Quantized releases are provided separately:

- `JosephKBS/onca-1.0-9B-Int8`
- `JosephKBS/onca-1.0-9B-Int4`

## License

This release is provided under the Apache 2.0 license. Users should also review the license and usage terms of the upstream base model and any referenced datasets or benchmarks.

## Citation

If you use Onca 1.0, please cite the accompanying manuscript when publicly available.
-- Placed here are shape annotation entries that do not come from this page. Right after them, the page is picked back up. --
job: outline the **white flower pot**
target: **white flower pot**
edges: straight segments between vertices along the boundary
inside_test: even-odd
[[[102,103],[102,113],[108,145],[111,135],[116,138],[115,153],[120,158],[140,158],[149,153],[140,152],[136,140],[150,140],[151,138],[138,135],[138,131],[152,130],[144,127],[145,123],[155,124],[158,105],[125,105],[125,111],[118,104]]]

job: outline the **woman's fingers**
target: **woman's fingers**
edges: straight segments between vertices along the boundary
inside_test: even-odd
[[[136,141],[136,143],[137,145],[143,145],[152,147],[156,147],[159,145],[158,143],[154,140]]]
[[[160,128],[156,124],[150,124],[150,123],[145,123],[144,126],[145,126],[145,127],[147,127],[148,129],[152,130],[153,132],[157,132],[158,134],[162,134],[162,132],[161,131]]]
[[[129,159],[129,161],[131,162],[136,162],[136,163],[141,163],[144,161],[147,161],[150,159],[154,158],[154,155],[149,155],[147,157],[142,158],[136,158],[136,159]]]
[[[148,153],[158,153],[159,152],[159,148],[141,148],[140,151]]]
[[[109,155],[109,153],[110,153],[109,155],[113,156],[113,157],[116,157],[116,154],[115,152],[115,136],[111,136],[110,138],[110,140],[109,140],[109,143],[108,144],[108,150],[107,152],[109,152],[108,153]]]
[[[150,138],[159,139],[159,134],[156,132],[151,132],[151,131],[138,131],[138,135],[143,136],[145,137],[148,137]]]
A temporary reference is:

```bibtex
@misc{shim2026onca,
  title  = {Onca: An Open 9B Language Model for Pancreatic Cancer Clinical Tasks},
  author = {Shim, Kwan Bo},
  year   = {2026},
  note   = {Preprint in preparation}
}
```

## Acknowledgments

This project builds on the work of the Qwen and Qwopus model developers, as well as the many institutions and open-data contributors who created and maintained the public datasets used in training and evaluation.